Denpasar, Bali (ANTARA) – Gubernur Bali Wayan Koster telah meminta kabupaten dan kota untuk menghentikan pengiriman sampah ke tempat pembuangan akhir seperti Tempat Pembuangan Akhir Suwung pada tahun 2027, dengan mencatat bahwa lokasi tersebut telah berkembang menjadi gunungan sampah.
“Mulai tahun 2027, model Tempat Pembuangan Akhir Suwung tidak boleh ada lagi di kabupaten lain. BKK (bantuan keuangan khusus) yang diberikan pada tahun 2027 akan ditujukan untuk pengelolaan sampah di masing-masing daerah,” ujarnya dalam Rapat Paripurna Dewan Perwakilan Rakyat Daerah (DPRD) Bali pada hari Rabu.
Menurutnya, BKK akan berfokus untuk menyelesaikan masalah pengelolaan sampah, menambahkan bahwa mereka yang gagal bertanggung jawab tidak akan menerima bantuan.
Ia mengungkapkan pernyataan tersebut sebagai masalah di Tempat Pembuangan Akhir Suwung telah menjadi perhatian utama, di mana mantan kepala Dinas Lingkungan Hidup Bali, Made Teja, diadili karena gagal mengelola sampah tersebut.
“Kepala Dinas Lingkungan Hidup Bali telah ditetapkan sebagai tersangka dalam pengelolaan Tempat Pembuangan Akhir Suwung karena limbah cair mencemari laut dan sumber air, mengancam kesehatan masyarakat. Oleh karena itu, ini harus diakhiri; tidak ada pilihan lain,” tegas Koster.
Tempat Pembuangan Akhir Suwung, yang menampung sampah dari Denpasar dan Badung, akan memberlakukan pembatasan mulai 31 Maret 2026, hanya menerima sampah non-organik dan sisa, sebelum sepenuhnya ditutup pada 1 Agustus.
Oleh karena itu, Pemerintah Provinsi Bali, bersama dengan Pemerintah Kota Denpasar dan Pemerintah Kabupaten Badung, sedang bekerja mengelola sampah organik, termasuk upaya untuk memprosesnya di sumbernya dengan dukungan komunitas.

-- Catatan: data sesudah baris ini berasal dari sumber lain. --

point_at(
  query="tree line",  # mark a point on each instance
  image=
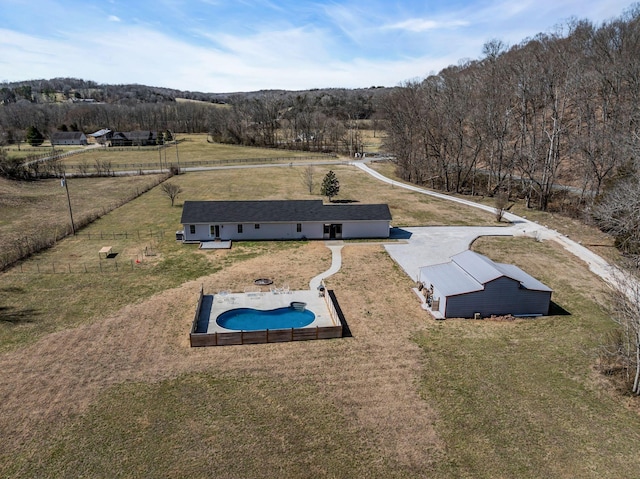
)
(560, 107)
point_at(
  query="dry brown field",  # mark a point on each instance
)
(111, 386)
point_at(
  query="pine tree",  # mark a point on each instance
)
(34, 137)
(330, 185)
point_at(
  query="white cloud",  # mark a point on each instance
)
(423, 25)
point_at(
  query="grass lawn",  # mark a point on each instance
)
(193, 150)
(99, 380)
(95, 288)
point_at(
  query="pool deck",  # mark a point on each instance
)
(216, 304)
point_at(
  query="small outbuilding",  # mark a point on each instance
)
(471, 284)
(282, 220)
(68, 138)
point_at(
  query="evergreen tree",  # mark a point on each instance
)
(330, 185)
(34, 137)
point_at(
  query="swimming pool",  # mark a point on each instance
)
(249, 319)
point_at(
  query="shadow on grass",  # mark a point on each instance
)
(556, 310)
(11, 315)
(346, 331)
(202, 326)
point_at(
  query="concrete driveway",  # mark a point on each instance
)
(436, 244)
(433, 245)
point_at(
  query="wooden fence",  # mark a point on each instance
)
(107, 266)
(266, 336)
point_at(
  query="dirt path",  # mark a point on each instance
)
(371, 378)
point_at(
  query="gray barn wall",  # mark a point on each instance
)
(286, 231)
(501, 296)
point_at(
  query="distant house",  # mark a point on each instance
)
(471, 283)
(68, 138)
(134, 138)
(102, 136)
(282, 220)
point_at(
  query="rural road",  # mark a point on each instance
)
(452, 240)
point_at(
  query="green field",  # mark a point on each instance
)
(99, 379)
(193, 150)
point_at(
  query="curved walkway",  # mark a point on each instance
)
(336, 263)
(520, 227)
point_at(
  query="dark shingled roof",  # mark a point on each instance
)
(66, 135)
(279, 211)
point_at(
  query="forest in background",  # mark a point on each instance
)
(559, 109)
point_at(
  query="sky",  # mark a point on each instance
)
(222, 46)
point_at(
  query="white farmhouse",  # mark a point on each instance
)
(472, 284)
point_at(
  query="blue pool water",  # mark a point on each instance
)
(249, 319)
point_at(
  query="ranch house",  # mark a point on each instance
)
(471, 284)
(68, 138)
(282, 220)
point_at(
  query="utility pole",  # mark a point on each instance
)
(177, 157)
(64, 183)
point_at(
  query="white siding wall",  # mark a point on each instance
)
(362, 229)
(501, 296)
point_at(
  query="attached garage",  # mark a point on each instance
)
(471, 284)
(282, 220)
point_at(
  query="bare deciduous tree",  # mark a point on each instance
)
(307, 178)
(172, 190)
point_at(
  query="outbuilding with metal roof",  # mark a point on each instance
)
(471, 284)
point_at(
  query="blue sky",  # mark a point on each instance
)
(244, 45)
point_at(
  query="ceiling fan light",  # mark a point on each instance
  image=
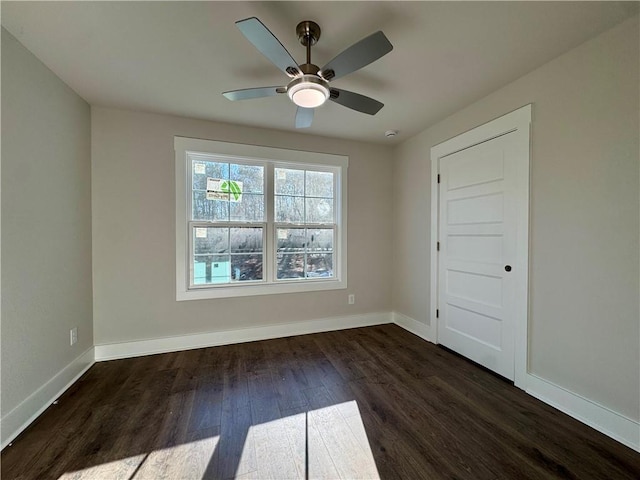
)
(308, 92)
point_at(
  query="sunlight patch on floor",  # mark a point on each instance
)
(329, 442)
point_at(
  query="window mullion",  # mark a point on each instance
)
(270, 241)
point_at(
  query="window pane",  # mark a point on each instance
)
(246, 240)
(207, 240)
(211, 269)
(320, 240)
(251, 176)
(291, 240)
(209, 210)
(249, 208)
(246, 267)
(289, 182)
(201, 169)
(289, 209)
(319, 265)
(319, 184)
(290, 265)
(319, 210)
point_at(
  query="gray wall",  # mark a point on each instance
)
(134, 231)
(584, 216)
(46, 224)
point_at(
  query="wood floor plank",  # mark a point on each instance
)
(357, 403)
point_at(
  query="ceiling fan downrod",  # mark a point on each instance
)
(308, 33)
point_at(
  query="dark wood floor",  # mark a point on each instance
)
(362, 403)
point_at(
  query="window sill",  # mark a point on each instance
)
(262, 289)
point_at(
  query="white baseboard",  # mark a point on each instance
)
(612, 424)
(138, 348)
(14, 422)
(417, 328)
(598, 417)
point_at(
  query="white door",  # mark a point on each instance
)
(477, 235)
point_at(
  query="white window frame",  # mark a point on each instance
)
(271, 158)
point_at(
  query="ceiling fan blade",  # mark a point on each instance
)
(304, 117)
(355, 101)
(358, 55)
(248, 93)
(268, 44)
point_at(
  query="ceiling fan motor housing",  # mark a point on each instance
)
(308, 91)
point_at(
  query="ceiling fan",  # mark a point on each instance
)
(309, 85)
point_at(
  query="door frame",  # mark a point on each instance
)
(518, 121)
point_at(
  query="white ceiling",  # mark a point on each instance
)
(177, 57)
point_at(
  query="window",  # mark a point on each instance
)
(255, 220)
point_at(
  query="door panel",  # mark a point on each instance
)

Untuk mencegah penumpukan sampah lebih lanjut di Bali, serupa dengan Tempat Pembuangan Akhir Suwung, Pemerintah Provinsi Bali, dengan bantuan pemerintah pusat, akan memperkenalkan teknologi waste-to-energy (PSEL).
PSEL akan dibangun di atas lahan seluas 6 hektar yang dimiliki oleh PT Pelindo di Denpasar Selatan.
“Pembangunan PSEL telah dimulai, dan acara peletakan batu pertama direncanakan pada akhir Juni 2026,” informasinya gubernur.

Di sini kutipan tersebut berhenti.